Clay Products and St. Louis Businesses
I’m Alex Choate, a graduate student in the Museum Studies program at the University of Missouri–St. Louis. As part of my studies, I volunteer at the Missouri History Museum, where I am completing a large research project on the Museum’s pottery and ceramic collection.
Ceramics proved to be an important product for local businesses in St. Louis and the surrounding area in the middle to late 19th century. Various companies used ceramics in their manufacturing, as a vessel to hold their products, or as an attractive gift to please customers.
One such business was the Laclede Fire Brick Manufacturing Company. Founded in 1844 by James Green, the business began in St. Louis because of the city’s abundance of Cheltenham fireclay, a special kind of clay that requires high temperatures to fuse—or harden—and is also resistant to high temperatures afterward. The company, one of the oldest manufacturers west of the Mississippi, used fireclay to create fire bricks, which could be used to line furnaces. In 1907, the Laclede Fire Brick Manufacturing Company was consolidated and incorporated with another St. Louis business—the Christy Fireclay Company—and became known as the Laclede-Christy Clay Products Company. In 1954, the company was acquired by H. K. Porter, Inc., and in 1967, a fire devastated the factory, which had changed locations several times over the years.
The History Museum has a special piece of ceramic sewer pipe made by the Laclede Fire Brick Manufacturing Company around 1890. Pieces of pipe were considered complex forms, so Cheltenham fireclay was a suitable material to form them due to the clay’s stability during the firing process. The Museum has another sewer pipe on display in its World’s Fair gallery.
Other manufacturers of ceramic wares in the Midwest included three companies in Illinois: the Macomb Stoneware Company in Macomb, the Western Stoneware Company in Monmouth, and John Burger in Rochester. Interestingly, the Macomb Stoneware Company, originally founded in 1889, merged with seven other ceramic manufacturers located near St. Louis in 1906. These companies became the Western Stoneware Company. All of the companies were makers of stoneware, a certain type of ceramic that used clay with high silica content and fired at high temperatures to create a surface impervious to liquids.

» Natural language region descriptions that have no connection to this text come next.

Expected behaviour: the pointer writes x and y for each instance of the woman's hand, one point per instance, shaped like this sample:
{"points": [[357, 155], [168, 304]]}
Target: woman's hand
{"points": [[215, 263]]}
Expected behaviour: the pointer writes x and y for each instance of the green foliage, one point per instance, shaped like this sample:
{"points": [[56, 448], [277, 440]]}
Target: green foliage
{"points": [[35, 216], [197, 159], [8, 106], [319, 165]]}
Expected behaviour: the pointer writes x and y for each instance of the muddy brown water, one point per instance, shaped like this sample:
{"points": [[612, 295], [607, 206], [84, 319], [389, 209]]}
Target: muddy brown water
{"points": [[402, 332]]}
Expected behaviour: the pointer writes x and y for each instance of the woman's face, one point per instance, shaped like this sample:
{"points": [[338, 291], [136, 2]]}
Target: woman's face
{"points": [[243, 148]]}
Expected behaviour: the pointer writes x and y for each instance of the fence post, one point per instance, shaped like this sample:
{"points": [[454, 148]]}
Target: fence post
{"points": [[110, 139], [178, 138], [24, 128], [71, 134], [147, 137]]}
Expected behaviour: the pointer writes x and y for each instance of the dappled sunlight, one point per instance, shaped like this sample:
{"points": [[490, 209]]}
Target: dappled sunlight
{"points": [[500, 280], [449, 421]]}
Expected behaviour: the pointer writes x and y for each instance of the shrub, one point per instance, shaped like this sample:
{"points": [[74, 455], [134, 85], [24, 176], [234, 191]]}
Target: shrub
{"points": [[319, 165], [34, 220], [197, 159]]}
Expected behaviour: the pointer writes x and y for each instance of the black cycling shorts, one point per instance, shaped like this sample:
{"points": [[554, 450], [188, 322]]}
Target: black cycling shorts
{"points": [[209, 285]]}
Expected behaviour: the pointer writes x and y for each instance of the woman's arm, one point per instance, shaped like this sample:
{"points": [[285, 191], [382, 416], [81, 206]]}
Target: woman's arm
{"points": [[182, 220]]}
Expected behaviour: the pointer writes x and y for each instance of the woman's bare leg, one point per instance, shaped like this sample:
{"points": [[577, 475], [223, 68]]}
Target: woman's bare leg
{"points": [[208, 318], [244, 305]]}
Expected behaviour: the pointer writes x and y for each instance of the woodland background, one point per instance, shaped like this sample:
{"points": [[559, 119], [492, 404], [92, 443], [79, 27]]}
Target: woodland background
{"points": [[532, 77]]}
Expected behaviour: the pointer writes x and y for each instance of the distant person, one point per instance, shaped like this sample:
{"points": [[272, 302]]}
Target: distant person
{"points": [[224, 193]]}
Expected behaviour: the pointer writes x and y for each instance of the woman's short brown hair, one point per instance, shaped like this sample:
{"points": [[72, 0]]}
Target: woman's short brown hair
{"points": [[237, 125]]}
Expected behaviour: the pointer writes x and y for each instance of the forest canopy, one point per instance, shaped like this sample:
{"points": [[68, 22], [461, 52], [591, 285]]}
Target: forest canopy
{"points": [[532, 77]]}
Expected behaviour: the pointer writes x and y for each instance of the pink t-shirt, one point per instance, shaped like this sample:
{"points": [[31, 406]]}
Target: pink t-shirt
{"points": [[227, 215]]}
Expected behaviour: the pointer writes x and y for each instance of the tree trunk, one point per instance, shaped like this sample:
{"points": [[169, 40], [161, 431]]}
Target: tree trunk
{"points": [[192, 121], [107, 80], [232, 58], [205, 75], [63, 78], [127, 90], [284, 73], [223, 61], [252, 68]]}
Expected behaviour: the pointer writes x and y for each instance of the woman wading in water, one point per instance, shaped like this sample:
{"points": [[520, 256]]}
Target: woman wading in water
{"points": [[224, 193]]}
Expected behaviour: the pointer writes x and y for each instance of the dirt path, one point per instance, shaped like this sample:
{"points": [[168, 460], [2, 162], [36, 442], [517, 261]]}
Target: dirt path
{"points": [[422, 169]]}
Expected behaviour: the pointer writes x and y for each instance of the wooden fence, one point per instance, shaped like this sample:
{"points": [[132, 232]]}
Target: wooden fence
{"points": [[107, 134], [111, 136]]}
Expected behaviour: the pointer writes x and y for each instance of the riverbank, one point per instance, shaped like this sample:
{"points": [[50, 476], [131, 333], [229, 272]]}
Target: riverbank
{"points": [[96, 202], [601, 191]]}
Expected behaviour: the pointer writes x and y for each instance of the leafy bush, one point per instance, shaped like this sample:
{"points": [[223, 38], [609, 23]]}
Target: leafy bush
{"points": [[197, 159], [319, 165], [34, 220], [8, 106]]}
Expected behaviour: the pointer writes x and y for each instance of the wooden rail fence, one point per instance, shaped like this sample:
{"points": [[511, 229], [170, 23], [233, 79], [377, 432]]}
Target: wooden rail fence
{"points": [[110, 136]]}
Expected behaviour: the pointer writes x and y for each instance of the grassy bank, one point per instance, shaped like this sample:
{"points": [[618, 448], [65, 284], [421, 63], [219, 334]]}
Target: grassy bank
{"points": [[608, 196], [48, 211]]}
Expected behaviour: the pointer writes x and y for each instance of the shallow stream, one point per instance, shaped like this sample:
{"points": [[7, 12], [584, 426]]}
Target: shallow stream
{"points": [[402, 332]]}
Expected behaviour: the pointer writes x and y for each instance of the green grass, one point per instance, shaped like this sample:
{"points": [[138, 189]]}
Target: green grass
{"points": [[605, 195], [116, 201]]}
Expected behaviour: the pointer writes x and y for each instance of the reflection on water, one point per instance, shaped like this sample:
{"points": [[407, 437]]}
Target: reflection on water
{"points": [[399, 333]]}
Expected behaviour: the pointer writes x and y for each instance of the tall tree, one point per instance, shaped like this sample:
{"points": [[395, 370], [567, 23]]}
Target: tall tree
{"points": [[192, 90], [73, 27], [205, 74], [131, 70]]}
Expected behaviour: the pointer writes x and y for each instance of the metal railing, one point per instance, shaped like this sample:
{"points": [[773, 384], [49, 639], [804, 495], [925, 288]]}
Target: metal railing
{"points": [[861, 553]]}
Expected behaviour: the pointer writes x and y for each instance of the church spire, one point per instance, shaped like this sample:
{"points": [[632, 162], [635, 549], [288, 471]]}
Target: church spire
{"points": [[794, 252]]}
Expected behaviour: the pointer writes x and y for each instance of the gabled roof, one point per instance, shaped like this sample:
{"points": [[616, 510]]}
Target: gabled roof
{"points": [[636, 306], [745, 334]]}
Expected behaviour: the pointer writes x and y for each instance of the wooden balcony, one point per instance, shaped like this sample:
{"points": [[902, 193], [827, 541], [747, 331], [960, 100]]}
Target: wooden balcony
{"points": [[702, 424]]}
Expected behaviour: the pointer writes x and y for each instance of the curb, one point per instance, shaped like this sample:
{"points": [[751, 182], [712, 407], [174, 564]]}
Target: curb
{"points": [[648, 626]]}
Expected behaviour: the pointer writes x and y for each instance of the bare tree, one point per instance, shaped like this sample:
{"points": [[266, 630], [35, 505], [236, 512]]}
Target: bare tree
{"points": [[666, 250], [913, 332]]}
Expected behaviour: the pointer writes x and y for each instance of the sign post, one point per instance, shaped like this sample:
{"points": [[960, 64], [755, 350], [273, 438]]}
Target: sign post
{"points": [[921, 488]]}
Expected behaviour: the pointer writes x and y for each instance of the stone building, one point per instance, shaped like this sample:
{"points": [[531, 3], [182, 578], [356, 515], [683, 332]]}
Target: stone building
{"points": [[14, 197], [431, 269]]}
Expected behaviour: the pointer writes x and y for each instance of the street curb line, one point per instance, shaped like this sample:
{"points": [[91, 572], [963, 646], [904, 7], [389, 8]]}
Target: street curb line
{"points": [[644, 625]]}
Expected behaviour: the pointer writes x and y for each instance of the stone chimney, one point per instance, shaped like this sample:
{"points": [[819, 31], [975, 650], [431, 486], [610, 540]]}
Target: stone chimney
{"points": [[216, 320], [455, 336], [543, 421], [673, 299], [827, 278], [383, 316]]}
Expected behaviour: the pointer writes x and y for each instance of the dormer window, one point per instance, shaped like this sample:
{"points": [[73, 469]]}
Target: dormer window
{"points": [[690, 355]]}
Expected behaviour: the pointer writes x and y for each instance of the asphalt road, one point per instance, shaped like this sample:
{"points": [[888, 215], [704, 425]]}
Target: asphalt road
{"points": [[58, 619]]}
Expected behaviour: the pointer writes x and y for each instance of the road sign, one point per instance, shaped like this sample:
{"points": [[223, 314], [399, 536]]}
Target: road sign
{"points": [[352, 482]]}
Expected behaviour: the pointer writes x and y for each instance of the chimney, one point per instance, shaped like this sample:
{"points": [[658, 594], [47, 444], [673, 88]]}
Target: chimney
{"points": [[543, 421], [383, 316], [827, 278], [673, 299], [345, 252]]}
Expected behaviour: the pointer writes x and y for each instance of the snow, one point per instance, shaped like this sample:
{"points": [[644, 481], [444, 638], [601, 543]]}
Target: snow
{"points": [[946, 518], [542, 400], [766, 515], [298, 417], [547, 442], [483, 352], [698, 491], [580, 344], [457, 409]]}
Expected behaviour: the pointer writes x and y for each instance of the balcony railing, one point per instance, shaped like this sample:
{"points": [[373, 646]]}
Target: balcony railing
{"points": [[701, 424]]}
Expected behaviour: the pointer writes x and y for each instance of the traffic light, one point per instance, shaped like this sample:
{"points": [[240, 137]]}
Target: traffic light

Originally, John Burger owned a pottery called N. Clark & Company, named after its founder, Nathan Clark. In 1852, after being manager of the pottery, Burger and Thomas Harrington bought Clark’s shares of the company and named the business after themselves. By 1854, Burger became the sole owner, selling his pottery and wares under the company name of John Burger. The pottery operated under different Burger names until it closed in 1890 at the retirement of Burger’s son, John Burger Jr. During the operation of the pottery, stoneware pottery made for domestic use in the kitchen was created.
Instead of manufacturing ceramics, some St. Louis businesses utilized pottery as containers for their products. A pair of gray-glazed bottles in the Museum’s collection was once used to hold cider. Stamped across the sides is the name of the cider manufacturer, “J. D. Vail & Co.,” of St. Louis. It is likely that the cider manufacturer was also the maker of the bottles. The bottles date between 1867 and 1872, when J. D. Vail & Company was in business.
Similarly, Levison’s Studio Paste was manufactured by Levison & Blythe Manufacturing Company for the printing business. The paste was kept in a glazed stoneware crock with a lid that would help prevent it from thickening. In another use, possibly as a gift to its patrons around 1909, Slinkard Grocery Company inscribed a miniature jug with “Compliments of Slinkard Grocery Co, Kirkwood Mo.”
It really seems like St. Louis was in the business of making clay products!